Mosaico decorativo

Biblia en un año.

En el día 187, observamos los desafíos espirituales del reinado de Manasés en 2 Reyes 21, marcado por la idolatría y sus consecuencias para Judá. 2 Crónicas 32 presenta la defensa de Jerusalén por parte de Ezequías, confiando en la protección divina contra los invasores. El Salmo 145 nos invita a alabar continuamente a Dios, ensalzando su grandeza, misericordia y eterna fidelidad.

1. Manasés tenía doce años cuando comenzó a reinar, y reinó durante cincuenta y cinco años en Jerusalén. Su madre se llamaba Hepsiba.

2. Se portó muy mal con Yavé, imitando las pésimas prácticas de los pueblos a los que Yavé había quitado el país para dárselo a los israelitas.

3. Volvió a construir los santuarios de las lomas que había destruido su padre, Ezequías.

4. Levantó altares al dios Baal e hizo un tronco sagrado semejante al que había hecho Ajab, rey de Israel. Se arrodilló ante todas las estrellas del cielo y las adoró. Construyó altares en los patios de la Casa de Yavé, de la cual éste había dicho: «En Jerusalén pondré mi Nombre.»

5. Edificó altares a todos los astros del cielo en los dos patios de la Casa de Yavé.

6. Sacrificó a su hijo por el fuego. Practicó los presagios y la magia, hizo traer adivinos y brujos, haciendo sin cesar lo que Yavé condena, y provocando así su ira.

7. Incluso colocó el tronco sagrado de la diosa Aserá en la Casa de Yavé, a pesar de que Yavé había dicho a David y a Salomón, su hijo: «En esta Casa mía, en Jerusalén, que elegí de entre todas las tribus de Israel, pondré mi Nombre para siempre.

8. Ya no permitiré que mi Nombre ande errante fuera de la tierra que di a sus padres, con tal de que ustedes traten de actuar según toda la Ley que les di por medio de mi servidor Moisés.»

9. Pero no escucharon, y Manasés los llevó a hacer cosas peores que las que habían hecho las naciones que Yavé había exterminado ante los israelitas.

10. Entonces habló Yavé por boca de sus siervos los profetas, diciendo:

11. «Manasés, rey de Judá, ha multiplicado las acciones pésimas y ha actuado peor que los mismos amorreos; ha sido causa de que también la gente de Judá pecara con sus repugnantes imágenes.

12. Por eso, voy a traer sobre Jerusalén y sobre Judá un mal tan grande que a quienes lo escuchen les zumbarán los oídos.

13. Jerusalén y sus reyes van a tener la suerte de Samaria y de la familia de Ajab.
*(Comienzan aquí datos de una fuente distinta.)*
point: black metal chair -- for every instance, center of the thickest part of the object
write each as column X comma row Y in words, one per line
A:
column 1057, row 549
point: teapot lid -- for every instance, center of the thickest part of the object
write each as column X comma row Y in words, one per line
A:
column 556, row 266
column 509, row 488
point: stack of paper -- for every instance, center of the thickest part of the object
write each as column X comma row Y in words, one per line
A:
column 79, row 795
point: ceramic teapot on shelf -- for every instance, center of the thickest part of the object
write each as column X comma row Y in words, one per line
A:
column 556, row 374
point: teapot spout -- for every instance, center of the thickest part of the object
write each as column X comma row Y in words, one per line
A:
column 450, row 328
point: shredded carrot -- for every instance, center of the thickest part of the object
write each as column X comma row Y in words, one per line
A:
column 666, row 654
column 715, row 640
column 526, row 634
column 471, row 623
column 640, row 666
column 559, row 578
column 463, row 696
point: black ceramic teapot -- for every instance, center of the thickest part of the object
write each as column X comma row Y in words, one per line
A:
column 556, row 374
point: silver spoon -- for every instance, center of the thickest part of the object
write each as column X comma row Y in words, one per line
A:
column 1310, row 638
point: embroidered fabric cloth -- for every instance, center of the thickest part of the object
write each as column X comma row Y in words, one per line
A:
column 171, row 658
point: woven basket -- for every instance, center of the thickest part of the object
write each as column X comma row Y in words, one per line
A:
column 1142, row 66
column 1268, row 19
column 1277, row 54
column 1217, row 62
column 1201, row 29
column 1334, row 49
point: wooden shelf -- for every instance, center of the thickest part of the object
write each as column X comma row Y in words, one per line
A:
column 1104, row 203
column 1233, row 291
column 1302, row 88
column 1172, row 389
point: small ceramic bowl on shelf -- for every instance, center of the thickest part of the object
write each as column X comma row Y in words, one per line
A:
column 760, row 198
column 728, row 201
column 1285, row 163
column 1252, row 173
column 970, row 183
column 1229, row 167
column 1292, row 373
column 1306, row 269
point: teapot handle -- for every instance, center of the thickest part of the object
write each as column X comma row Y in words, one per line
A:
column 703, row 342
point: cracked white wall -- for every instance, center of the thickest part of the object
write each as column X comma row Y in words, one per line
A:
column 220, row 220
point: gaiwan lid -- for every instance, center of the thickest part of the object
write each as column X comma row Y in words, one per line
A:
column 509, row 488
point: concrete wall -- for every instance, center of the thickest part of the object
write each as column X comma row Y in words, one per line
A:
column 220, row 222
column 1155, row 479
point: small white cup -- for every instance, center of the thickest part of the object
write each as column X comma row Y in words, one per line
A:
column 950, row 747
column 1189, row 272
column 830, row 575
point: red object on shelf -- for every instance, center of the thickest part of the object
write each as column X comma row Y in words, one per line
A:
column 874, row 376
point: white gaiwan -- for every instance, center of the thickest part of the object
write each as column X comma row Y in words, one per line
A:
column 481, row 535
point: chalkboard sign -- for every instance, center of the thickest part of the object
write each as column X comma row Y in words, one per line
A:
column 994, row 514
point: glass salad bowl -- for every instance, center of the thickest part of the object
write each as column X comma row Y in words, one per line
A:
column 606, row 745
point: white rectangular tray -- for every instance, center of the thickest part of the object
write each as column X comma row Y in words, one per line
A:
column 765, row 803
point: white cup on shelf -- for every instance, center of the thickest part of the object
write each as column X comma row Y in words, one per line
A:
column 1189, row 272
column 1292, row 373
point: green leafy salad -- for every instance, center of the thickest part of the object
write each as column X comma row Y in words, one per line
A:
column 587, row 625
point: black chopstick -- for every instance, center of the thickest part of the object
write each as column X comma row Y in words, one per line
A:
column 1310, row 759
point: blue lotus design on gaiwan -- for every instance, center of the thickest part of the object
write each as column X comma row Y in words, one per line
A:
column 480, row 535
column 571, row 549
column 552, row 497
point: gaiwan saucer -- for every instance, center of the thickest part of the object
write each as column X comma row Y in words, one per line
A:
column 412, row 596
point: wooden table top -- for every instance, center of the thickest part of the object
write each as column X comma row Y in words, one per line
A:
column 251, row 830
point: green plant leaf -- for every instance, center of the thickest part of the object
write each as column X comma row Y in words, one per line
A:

Fregaré a Jerusalén como se friega un plato para limpiarlo y, después, lo vuelven al revés.

14. Arrojaré el resto de mi pueblo y lo entregaré en manos de sus enemigos, para que sean su presa y botín.

15. Pues hicieron lo que me desagrada y me hicieron enojar desde el día en que sus padres salieron de Egipto, hasta hoy.»

16. Manasés derramó también sangre inocente, en tal cantidad que llenó a Jerusalén de punta a punta, además de los pecados con que hizo pecar a Judá.

17. Lo demás referente a Manasés, todo cuanto hizo y los pecados que cometió, está escrito en el libro de las Crónicas de los reyes de Judá.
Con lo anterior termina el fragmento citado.